The Hulu Experiment was working..
Hulu was set up by a consortium of networks in the US (NBC, News Corp/Fox, and Disney/ABC) as a safe haven for their content on the web. They want to get consumers into a YouTube-like destination for "official" video content. Viewing is free, but ad-supported. And it's working well as the second most popular video destination on the web. We still can't see it here because of geo-blocking.
But now..
There is a pending merger of Comcast (the US's biggest cable TV company) and NBC/Universal. This complicates things, because Comcast is promoting it's own safe-haven called TV Everywhere, with a different business model.
TV Everywhere will be available only to cable subscribers.
It's a shell game..
So to avoid having NBC programming in two different places - one free and one subscription-based, Comcast will put pressure on Hulu to get behind its paywall.

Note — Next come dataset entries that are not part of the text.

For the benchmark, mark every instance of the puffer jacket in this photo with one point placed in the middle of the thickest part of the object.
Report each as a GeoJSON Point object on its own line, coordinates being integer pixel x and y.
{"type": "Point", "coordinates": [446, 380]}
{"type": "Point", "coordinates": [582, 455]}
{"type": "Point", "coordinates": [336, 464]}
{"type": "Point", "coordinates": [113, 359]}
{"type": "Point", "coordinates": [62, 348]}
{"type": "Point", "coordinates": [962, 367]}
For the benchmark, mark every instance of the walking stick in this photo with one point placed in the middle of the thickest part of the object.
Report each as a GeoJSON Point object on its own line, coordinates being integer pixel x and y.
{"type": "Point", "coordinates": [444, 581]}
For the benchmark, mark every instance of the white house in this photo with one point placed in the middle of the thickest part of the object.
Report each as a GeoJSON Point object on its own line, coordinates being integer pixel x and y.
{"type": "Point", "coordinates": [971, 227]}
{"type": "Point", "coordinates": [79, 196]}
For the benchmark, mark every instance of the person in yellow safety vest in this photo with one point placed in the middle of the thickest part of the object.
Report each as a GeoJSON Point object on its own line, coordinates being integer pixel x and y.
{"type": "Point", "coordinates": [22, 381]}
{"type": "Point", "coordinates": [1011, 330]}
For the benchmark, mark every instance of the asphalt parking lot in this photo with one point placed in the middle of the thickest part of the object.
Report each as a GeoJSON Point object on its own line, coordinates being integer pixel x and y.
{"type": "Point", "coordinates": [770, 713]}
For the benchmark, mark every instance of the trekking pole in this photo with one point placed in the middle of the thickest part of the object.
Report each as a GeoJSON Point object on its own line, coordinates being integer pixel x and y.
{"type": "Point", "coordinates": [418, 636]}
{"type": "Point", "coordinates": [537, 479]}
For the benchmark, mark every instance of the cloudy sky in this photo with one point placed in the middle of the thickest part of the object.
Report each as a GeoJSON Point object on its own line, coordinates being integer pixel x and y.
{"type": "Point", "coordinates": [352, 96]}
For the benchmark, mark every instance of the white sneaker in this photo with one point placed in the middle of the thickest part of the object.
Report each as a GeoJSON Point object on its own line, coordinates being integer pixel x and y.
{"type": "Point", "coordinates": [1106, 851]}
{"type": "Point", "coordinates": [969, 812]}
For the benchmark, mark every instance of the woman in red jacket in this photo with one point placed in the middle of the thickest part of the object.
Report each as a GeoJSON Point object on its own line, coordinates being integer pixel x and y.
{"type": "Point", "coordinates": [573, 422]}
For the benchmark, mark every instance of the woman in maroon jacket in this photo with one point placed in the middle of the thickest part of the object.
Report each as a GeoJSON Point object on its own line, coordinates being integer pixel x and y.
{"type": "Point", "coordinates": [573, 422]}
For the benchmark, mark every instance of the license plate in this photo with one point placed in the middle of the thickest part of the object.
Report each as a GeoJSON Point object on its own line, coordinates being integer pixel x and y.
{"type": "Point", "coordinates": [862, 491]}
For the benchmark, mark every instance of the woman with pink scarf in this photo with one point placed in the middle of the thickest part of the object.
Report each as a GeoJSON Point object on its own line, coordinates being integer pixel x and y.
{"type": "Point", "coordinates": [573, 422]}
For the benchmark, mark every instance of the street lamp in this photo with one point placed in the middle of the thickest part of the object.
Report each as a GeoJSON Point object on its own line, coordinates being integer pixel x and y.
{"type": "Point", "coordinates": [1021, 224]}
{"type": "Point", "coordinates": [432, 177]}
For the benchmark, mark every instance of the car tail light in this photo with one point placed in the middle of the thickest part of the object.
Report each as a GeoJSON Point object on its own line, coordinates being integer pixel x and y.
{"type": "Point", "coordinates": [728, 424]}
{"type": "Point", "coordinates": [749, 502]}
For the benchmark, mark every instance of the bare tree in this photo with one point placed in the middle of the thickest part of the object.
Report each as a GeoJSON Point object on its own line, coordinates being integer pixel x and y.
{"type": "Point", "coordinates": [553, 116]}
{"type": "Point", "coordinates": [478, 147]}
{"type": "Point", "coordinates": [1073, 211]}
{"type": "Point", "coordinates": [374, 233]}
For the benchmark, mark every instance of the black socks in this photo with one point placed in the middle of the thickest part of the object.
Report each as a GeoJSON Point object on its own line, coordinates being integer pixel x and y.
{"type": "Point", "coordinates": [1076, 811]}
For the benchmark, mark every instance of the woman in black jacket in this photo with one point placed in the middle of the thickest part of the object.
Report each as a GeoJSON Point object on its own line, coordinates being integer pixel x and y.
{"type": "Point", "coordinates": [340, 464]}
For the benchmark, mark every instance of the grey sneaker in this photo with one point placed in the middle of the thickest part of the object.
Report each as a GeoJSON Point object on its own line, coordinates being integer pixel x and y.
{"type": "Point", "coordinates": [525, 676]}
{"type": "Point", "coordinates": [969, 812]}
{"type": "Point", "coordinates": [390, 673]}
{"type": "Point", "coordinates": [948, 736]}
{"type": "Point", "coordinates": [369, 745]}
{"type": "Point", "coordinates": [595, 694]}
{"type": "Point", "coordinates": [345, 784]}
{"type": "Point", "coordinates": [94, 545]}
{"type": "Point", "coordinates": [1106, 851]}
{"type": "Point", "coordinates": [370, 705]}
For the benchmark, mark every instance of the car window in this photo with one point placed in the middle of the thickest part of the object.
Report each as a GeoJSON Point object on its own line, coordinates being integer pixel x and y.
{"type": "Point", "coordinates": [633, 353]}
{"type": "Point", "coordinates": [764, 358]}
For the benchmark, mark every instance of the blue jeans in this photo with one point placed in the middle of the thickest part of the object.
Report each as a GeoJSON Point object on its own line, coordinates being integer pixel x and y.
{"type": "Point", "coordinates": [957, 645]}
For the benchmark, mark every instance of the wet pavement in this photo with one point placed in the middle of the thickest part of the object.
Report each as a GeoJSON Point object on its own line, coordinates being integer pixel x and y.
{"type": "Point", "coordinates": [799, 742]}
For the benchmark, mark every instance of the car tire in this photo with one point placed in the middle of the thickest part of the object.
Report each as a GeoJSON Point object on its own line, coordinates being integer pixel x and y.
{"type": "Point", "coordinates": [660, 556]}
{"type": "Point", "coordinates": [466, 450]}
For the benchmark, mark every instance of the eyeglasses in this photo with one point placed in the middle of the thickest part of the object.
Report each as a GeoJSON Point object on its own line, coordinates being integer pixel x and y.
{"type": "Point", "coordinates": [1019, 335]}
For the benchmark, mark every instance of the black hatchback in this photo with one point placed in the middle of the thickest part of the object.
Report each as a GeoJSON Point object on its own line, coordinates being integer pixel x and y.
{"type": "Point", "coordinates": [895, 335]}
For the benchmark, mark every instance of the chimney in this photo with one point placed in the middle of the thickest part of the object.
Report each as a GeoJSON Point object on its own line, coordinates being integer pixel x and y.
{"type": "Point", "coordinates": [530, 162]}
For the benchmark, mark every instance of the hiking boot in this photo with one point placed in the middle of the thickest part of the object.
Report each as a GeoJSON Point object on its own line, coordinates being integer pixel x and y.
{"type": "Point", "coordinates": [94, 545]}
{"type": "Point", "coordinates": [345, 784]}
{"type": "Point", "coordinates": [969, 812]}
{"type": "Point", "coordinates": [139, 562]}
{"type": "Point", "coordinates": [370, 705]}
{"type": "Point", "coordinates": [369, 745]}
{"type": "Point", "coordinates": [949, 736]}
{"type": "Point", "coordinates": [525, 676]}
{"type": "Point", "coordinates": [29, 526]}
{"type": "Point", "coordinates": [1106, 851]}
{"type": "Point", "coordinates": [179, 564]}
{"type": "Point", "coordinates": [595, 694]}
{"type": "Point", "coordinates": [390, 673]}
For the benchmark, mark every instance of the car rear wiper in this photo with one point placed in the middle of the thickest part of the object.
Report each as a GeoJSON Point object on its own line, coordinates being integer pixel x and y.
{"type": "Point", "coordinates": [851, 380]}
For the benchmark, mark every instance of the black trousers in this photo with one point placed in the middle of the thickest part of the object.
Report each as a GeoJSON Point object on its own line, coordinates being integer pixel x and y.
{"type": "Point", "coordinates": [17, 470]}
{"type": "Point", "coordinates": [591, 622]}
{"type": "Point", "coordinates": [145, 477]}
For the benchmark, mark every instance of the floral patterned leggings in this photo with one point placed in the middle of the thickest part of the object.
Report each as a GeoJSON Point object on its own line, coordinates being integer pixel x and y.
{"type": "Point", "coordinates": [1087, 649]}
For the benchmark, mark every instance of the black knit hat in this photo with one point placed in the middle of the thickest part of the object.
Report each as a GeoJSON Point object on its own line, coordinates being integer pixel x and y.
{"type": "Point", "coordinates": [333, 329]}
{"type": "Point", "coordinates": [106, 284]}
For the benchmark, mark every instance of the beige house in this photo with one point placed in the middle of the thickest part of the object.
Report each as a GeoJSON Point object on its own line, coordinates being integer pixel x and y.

Put that together with Viacom's recent removal of two of it's most popular shows from Hulu (The Colbert Report and The Daily Show) and both NBC and Comcast refusal to guarantee that current or future TV shows will be available for free online and the Hulu experiment is looking like it was too successful for its own good.
Which leaves content creators..where?
To me this smacks of the
Ok Go schemozzzle, where a corporation worries that their content is becoming too available and tries to stuff the genie back in the bottle.
In the short term, this leaves the consumer confused about where to get their favourite flavour of content for the lowest cost and the content creator worried about the best place to monetise their product.
The reality is that all forms of content will appear in multiple destinations with different business models wrapped around them.These latest ructions in the US seem like whistling past the graveyard.